6 июля — первый праздничный день за время моей быт­ности в лагере. Всех погнали в лагерную церковь. Из людей, не занятых на дежурстве, только я один сидел в палатке; бла­го никто мне ничего не сказал, так я и не пошел. Командир с Хитруновым (такая фамилия была у фельдфебеля) обходил палатки и услышал мой кашель.

— А там кто такой?! — грозно спросил он у фельдфебеля.

— Новый вольноопределяющийся, васкродь! — винова­то ответил Хитрунов.

— Почему он не в церкви?!

— Не могу знать, васкродь, — уклонился от правдивого ответа Хитрунов, а чтобы еще ловчее выкрутиться, добавил двусмысленно: — Не захотел пойти...

Ответ можно было понять и так, что меня посылали, но я воспротивился и не пошел.

— Как это «не захотел»?! — возмущенно и зло восклик­нул командир. — Почему вы не от-пра-ви-ли его?.. Делаю вам замечание, фельдфебель! — крикнул и быстро зашагал на длинных своих ногах дальше.

Мне было очень противно и тяжело. Я в это время сидел в палатке, будто арестованный, и боялся его крика. Но меня командир не тронул, а накричал на Хитрунова за его уверт­ки — и я понял, что при всей своей нервозности он умеет думать и в людях разбираться.

Зато в другой раз он проделал со мной неожиданную для меня штуку... С утра была очень хорошая погода, но по­том стало жарко и душно, а к обеду пошли по небу дождевые тучи, сразу похолодало. Я сидел в палатке и писал письмо. Вдруг примчался один наш батареец и говорит, чтобы я не­медленно бежал в орудийный парк: командир меня зовет. Меня?! Удивленный, я заторопился, выскочил, не одевшись, а дождь вот-вот хлынет. Из парка все солдаты уже уходи­ли, только у одной из пушек двое что-то делали, и над ними стоял командир. Я подбежал, и он приказал: «Стой здесь». Я стоял и смотрел, ничего не понимая, что они там делают, и боялся, что пойдет дождь. Сразу же дождь и пошел, да та­кой сильный... Тогда командир приказал солдатам одеться (шинели их лежали тут же), а сам не оделся и мокнул под до­ждем, хотя рядом на песке лежала и его накидка. Моя летняя гимнастерка за минутку промокла насквозь, а я все должен был стоять, — командир даже не смотрел на меня. Наконец он отпустил их, перекинул через руку накидку — и молча по­шел из парка, опять же ничего не сказав мне.
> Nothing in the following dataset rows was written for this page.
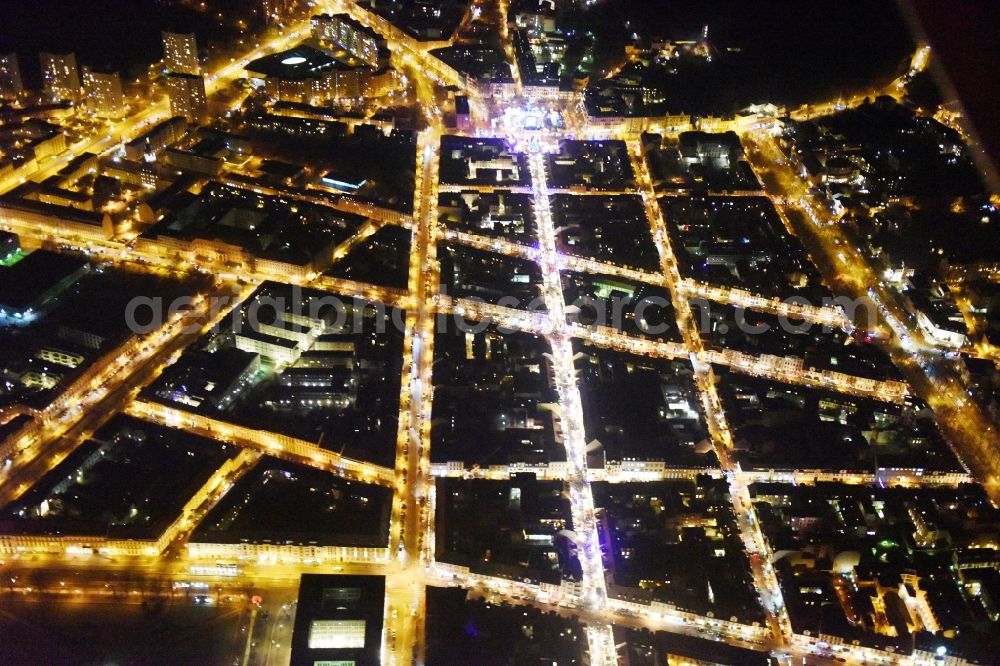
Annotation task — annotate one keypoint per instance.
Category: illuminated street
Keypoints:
(434, 200)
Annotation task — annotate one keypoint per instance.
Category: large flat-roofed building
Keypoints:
(311, 74)
(156, 139)
(338, 620)
(103, 92)
(27, 287)
(60, 76)
(187, 96)
(180, 53)
(344, 32)
(10, 76)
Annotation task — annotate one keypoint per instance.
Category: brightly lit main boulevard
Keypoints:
(408, 562)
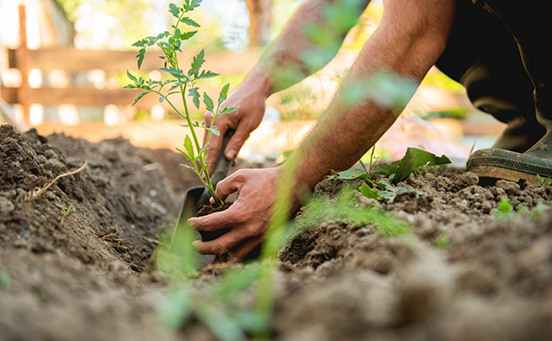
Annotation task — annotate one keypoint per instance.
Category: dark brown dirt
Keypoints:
(463, 273)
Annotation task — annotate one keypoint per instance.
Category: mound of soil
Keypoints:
(84, 273)
(78, 277)
(464, 274)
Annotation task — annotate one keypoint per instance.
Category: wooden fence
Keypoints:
(72, 61)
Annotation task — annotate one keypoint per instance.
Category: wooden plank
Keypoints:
(73, 60)
(93, 97)
(22, 57)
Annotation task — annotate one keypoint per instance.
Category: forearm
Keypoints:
(307, 43)
(348, 129)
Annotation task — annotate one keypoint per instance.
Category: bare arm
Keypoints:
(308, 42)
(409, 40)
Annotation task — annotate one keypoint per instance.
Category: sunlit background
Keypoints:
(439, 117)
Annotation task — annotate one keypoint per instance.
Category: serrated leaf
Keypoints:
(195, 96)
(369, 193)
(387, 169)
(162, 35)
(194, 4)
(207, 74)
(204, 168)
(176, 73)
(197, 62)
(415, 158)
(208, 102)
(140, 56)
(140, 96)
(141, 43)
(214, 130)
(228, 110)
(188, 145)
(223, 93)
(189, 22)
(188, 157)
(352, 174)
(186, 35)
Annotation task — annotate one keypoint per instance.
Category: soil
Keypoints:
(464, 273)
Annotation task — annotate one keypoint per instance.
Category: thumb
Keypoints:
(236, 143)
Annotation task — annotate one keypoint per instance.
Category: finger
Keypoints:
(236, 142)
(222, 244)
(247, 246)
(214, 221)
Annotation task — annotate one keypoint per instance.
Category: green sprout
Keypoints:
(65, 211)
(179, 83)
(505, 209)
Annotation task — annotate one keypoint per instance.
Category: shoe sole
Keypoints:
(508, 165)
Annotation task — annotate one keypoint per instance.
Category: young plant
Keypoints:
(413, 159)
(65, 211)
(179, 83)
(387, 191)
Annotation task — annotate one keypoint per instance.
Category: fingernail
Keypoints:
(196, 244)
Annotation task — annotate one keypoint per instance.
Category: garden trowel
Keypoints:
(199, 195)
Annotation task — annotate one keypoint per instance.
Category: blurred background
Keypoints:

Тогда — зачем же мне стоять? — поплелся вслед за ним, правда, на неко­тором расстоянии, и я, пытаясь понять, зачем он меня за­ставил вымокнуть и зачем сам без всякой необходимости мокнул, хотя и накидка была...
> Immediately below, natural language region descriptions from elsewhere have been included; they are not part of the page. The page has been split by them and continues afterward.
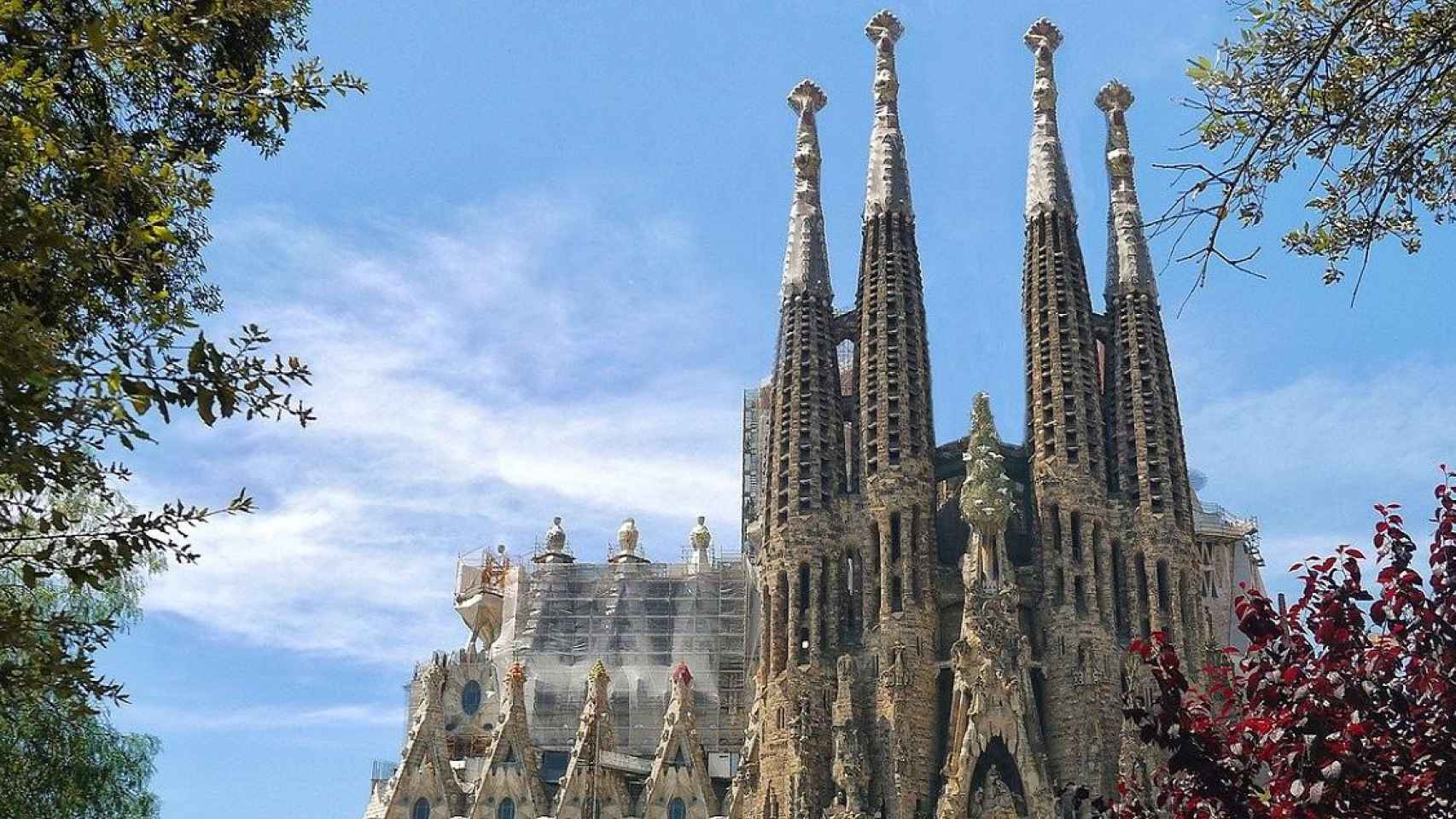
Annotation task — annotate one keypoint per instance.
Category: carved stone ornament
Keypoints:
(555, 536)
(887, 183)
(1049, 187)
(699, 537)
(806, 261)
(628, 536)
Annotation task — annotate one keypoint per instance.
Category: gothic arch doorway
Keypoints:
(996, 787)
— Бегом!! — вдруг оглянувшись, крикнул он. — Бегом! Простудиться хочешь?! — И сколько же насмешки и болез­ненного раздражения было в его словах!

Я побежал, смешной даже самому себе и очень обижен­ный.
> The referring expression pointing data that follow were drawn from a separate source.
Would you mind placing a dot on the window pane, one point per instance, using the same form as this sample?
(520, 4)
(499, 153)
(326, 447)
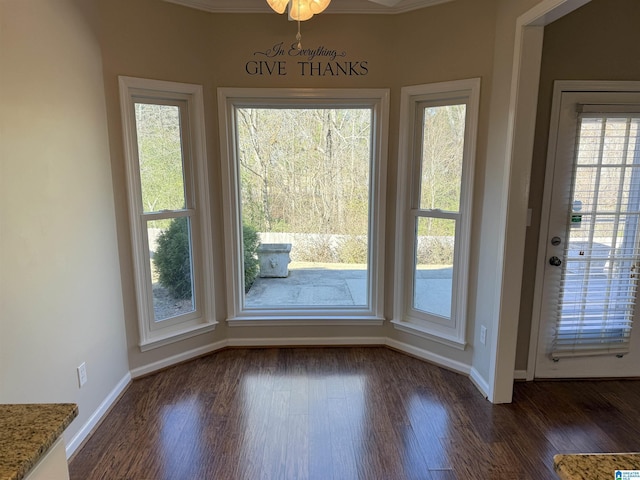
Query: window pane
(442, 150)
(160, 157)
(304, 187)
(433, 272)
(171, 267)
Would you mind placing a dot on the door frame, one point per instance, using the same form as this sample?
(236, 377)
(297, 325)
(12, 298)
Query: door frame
(559, 88)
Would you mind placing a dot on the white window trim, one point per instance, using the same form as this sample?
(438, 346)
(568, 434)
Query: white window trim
(378, 99)
(156, 334)
(452, 333)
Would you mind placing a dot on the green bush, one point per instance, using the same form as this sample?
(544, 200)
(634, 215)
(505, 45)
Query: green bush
(173, 260)
(250, 243)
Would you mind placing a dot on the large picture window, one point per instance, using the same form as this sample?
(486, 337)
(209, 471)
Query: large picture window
(436, 164)
(168, 208)
(304, 172)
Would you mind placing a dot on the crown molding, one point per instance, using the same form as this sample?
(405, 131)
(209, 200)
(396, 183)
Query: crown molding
(388, 7)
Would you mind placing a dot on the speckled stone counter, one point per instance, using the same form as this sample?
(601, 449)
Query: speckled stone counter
(26, 433)
(594, 466)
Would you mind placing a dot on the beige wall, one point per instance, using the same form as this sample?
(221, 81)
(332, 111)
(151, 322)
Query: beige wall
(60, 289)
(153, 39)
(600, 41)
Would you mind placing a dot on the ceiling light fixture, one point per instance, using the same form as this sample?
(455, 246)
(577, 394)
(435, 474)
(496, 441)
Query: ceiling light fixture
(299, 10)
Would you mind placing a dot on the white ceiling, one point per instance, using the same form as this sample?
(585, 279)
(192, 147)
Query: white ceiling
(336, 6)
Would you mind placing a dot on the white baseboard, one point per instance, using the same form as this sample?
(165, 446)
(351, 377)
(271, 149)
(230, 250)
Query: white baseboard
(520, 375)
(175, 359)
(305, 341)
(97, 415)
(108, 402)
(480, 382)
(429, 356)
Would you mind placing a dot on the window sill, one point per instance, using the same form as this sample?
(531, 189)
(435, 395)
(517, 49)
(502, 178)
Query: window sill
(429, 334)
(166, 338)
(302, 321)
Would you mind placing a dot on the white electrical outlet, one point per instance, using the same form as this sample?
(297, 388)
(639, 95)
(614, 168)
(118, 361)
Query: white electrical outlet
(483, 334)
(82, 374)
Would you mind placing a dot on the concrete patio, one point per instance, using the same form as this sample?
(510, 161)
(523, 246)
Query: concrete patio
(335, 285)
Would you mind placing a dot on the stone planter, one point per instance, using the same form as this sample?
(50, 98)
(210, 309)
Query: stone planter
(274, 259)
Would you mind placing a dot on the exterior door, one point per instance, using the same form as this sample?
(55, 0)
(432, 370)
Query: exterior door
(592, 243)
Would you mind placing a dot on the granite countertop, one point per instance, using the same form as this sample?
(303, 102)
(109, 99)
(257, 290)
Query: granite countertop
(594, 466)
(26, 433)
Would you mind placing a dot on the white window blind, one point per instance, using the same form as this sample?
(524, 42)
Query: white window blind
(599, 280)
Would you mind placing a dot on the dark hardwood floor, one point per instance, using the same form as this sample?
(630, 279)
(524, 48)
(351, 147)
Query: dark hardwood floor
(348, 413)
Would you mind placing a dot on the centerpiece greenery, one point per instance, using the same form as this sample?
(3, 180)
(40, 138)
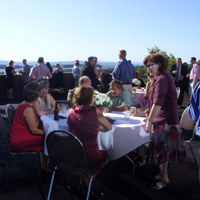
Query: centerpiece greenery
(101, 100)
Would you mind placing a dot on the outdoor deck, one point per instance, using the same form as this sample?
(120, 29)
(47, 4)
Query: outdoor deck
(119, 180)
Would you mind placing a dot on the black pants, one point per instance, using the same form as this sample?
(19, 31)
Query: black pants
(181, 85)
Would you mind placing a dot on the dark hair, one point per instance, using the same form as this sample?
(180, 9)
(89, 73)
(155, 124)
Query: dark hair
(106, 78)
(11, 62)
(90, 58)
(193, 58)
(44, 82)
(83, 95)
(31, 91)
(40, 60)
(157, 58)
(116, 82)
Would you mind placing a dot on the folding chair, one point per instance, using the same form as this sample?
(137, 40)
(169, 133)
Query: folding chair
(10, 111)
(188, 125)
(13, 154)
(66, 154)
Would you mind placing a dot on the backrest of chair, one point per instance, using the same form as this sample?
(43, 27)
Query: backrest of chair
(64, 147)
(10, 111)
(4, 134)
(186, 121)
(187, 125)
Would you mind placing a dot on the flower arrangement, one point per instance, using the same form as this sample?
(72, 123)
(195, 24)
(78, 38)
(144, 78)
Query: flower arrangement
(101, 100)
(136, 82)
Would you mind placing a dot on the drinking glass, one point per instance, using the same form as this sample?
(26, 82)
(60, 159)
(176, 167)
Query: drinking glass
(127, 114)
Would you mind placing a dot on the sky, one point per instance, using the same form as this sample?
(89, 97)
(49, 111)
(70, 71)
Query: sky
(66, 30)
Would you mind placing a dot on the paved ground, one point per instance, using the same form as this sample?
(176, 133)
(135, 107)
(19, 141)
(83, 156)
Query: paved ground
(119, 180)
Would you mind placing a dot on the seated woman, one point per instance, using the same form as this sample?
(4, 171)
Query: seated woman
(105, 79)
(84, 121)
(45, 103)
(25, 134)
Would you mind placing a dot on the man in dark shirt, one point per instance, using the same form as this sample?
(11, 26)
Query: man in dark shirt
(179, 72)
(88, 70)
(124, 71)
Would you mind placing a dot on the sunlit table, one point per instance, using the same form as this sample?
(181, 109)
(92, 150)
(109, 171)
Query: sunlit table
(125, 136)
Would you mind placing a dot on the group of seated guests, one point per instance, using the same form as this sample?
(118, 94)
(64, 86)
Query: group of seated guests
(27, 133)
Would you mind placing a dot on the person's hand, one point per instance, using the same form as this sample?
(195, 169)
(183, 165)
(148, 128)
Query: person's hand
(146, 112)
(108, 110)
(188, 75)
(148, 126)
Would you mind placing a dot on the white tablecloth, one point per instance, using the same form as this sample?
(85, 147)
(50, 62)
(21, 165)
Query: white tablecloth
(138, 97)
(125, 136)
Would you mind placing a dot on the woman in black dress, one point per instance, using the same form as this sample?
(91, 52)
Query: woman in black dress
(10, 71)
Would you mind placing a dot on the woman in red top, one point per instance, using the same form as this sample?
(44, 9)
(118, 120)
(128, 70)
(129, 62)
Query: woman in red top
(163, 120)
(25, 134)
(84, 121)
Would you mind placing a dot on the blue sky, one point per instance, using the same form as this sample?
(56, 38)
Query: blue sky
(75, 29)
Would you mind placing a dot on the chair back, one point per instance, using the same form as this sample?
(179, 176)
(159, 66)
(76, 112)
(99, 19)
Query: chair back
(187, 125)
(186, 121)
(65, 148)
(4, 134)
(10, 111)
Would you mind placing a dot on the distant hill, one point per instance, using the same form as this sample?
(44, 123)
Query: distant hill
(103, 63)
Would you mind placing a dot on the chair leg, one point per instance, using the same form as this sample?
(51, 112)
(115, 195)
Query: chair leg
(192, 152)
(51, 184)
(89, 188)
(7, 167)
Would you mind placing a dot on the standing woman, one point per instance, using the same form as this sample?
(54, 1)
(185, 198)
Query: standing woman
(10, 71)
(59, 78)
(25, 134)
(162, 121)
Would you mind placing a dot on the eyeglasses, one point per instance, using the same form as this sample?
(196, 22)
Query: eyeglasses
(150, 65)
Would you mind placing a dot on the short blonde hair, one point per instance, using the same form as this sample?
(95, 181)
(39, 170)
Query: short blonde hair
(11, 62)
(122, 53)
(83, 95)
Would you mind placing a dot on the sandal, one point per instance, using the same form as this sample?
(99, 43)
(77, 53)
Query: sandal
(160, 185)
(157, 177)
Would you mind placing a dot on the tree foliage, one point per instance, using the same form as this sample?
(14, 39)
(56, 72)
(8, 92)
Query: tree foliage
(170, 57)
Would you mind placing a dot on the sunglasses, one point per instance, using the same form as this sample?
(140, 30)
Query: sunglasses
(150, 65)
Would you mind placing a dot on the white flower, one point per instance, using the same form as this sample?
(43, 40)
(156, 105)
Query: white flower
(136, 82)
(101, 100)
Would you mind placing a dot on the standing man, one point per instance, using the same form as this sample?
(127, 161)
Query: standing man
(88, 70)
(40, 70)
(179, 72)
(25, 72)
(124, 71)
(121, 99)
(194, 74)
(76, 72)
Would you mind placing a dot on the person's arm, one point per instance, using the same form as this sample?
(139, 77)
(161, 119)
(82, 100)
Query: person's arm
(39, 110)
(32, 75)
(96, 72)
(70, 98)
(118, 108)
(117, 71)
(53, 102)
(152, 114)
(30, 117)
(103, 121)
(26, 70)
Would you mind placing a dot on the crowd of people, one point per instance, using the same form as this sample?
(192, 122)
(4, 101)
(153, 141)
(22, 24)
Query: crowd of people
(162, 120)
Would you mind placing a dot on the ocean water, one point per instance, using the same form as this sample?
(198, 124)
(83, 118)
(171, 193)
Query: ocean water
(69, 68)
И так около двух недель прожил я в лагере, словно аре­стант. Из лагеря меня никуда не выпускали, а по лагерю я и сам боялся ходить, так как еще не умел отдавать честь офицерам. Я заучивал наизусть фамилии всех своих началь­ников, от военного министра до взводного и отделенного. Читал ненавистные мне уставы воинской службы. Сотни раз становился «во фрунт» перед березовым колом вместо на­чальника, сотни раз «козырял» — и все еще получалось пло­хо, все еще не умел.

В палатке днем было душно и пыльно; одолевали злые, как черти, оводы. Ночью было холодно и шумно: все время на водопое или в конюшне кто-нибудь стучал, лязгал, кри­чал на лошадей, ругался. Поднимали всех в пять часов утра, и выспаться было невозможно.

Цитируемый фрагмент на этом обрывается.